= Anti-sectarian movements in Islam =

Islamic movements advocating rejection of sectarian identities

Anti-sectarian movements in Islam refers to contemporary religious trends that call upon Muslims to abandon sectarian labels such as Sunni, Shia, Deobandi, Barelvi and Ahl-e-Hadith, and to identify simply as "Muslim". These movements argue that sectarian identities are later historical developments that divide the ummah and conflict with Qur'anic injunctions against factionalism.

The phenomenon is especially visible in South Asia, where preachers such as Dr Israr Ahmad and Engineer Muhammad Ali Mirza promote Qur'an–Sunnah–based unity and reject denominational labels. They describe sectarianism as a major cause of conflict within Muslim societies.

==Overview==
Anti-sectarian discourse emphasises:
- the unity of all Muslims as a single community,
- rejection of sect-specific titles,
- prioritisation of the Qur'an and authentic hadith,
- respect for both the Sahaba (companions of the Prophet) and the Ahl al-Bayt (Prophet's family),
- and criticism of clerical polemics that promote intra-Muslim hostility.

Preachers associated with this trend argue that sectarian identity is a human invention without scriptural basis. Mirza, for example, calls sect labels “divisive” and urges Muslims to identify simply as “Muslim”. Dr Israr Ahmad similarly held that Sunnis and Shias share the same core faith and should be regarded as fellow Muslims.

==Historical and intellectual context==
Calls for transcending sectarianism have existed since early Islamic history, but modern anti-sectarian activism expanded during the 20th century. Reformist thinkers in South Asia, including Abul Kalam Azad and Maududi, stressed Muslim unity in response to colonial fragmentation and rising political sectarianism.

Contemporary anti-sectarian voices also draw on Qur'anic arguments against division, such as interpretations of Qur'an 6:159, which some use to criticise denominational self-classification.

==Contemporary figures==
===Dr Israr Ahmad===
Dr Israr Ahmad (1932–2010), founder of Tanzeem-e-Islami, was a prominent advocate of Islamic unity. He argued that Sunnis and Shias “follow the same religion” and that theological differences should not lead to declaring each other unbelievers. He criticised sectarian clerics for promoting division for personal or institutional influence.

His writings such as Shia–Sunni Mufahama called for mutual understanding. His views received praise from some Shia leaders, including Maulana Kalbe Sadiq, for encouraging Sunni–Shia harmony.

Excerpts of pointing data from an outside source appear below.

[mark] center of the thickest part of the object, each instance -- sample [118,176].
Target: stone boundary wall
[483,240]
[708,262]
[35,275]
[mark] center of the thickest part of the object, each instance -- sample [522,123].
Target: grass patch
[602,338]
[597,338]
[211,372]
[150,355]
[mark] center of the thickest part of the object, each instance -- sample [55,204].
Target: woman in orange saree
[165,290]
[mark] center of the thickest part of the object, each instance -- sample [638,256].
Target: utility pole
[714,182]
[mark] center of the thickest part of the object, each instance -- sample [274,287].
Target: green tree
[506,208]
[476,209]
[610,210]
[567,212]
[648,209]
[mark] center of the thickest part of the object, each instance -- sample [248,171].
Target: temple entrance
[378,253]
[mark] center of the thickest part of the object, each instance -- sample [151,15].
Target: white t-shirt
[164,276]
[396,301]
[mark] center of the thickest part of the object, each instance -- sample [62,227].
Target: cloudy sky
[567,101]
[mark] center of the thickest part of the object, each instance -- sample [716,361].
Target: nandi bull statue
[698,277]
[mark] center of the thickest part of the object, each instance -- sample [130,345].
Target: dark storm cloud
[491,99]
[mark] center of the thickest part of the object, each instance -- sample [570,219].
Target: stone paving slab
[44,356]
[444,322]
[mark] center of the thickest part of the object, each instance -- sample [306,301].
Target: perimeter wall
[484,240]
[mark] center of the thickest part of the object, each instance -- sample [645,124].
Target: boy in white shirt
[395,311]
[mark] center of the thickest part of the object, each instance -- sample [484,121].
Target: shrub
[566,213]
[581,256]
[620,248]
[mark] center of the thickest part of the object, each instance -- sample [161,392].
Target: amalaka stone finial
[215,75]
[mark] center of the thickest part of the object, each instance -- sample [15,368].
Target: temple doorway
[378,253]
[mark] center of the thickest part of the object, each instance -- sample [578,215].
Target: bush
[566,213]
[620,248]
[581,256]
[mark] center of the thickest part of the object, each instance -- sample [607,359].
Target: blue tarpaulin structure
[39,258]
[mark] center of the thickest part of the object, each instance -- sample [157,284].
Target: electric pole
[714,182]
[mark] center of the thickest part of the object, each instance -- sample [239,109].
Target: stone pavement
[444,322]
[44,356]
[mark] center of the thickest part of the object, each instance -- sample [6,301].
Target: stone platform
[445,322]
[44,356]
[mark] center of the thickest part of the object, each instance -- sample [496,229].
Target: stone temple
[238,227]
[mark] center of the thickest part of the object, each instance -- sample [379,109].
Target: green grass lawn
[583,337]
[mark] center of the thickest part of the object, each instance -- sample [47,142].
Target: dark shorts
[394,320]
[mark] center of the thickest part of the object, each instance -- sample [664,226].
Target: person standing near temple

===Engineer Muhammad Ali Mirza===
Engineer Muhammad Ali Mirza (b. 1977) is a popular Pakistani preacher who promotes a Qur'an–Sunnah methodology and rejection of sectarian labels. Through his Quran-o-Sunnah Research Academy and social media presence, he advocates identifying solely as “Muslim” and encourages direct engagement with scriptural sources.

Mirza has millions of followers online, but has also faced controversy. His critics claim he lacks formal seminary training and oversimplifies complex jurisprudential issues. He has been repeatedly targeted under Pakistan's blasphemy laws, including detentions and FIRs filed by sectarian groups.

==Related trends==
Other movements and networks also promote unity-oriented interpretations of Islam. Some Sufi, Salafi and modernist groups denounce sectarian hostility, though their doctrinal approaches differ. In South Asia, Sunni–Shia joint events and ecumenical efforts occasionally draw on the works of unity-focused scholars.

==Criticism==
Critics argue that:
- rejecting sect labels does not necessarily eliminate doctrinal bias,
- denouncing historical legal schools may lead to oversimplification,
- preachers without formal credentials may misinterpret complex issues,
- and confrontational styles may inadvertently deepen tensions.

Shia scholars responding to anti-sectarian claims note that sect classification can be justified as a means of preserving doctrinal clarity, not promoting division.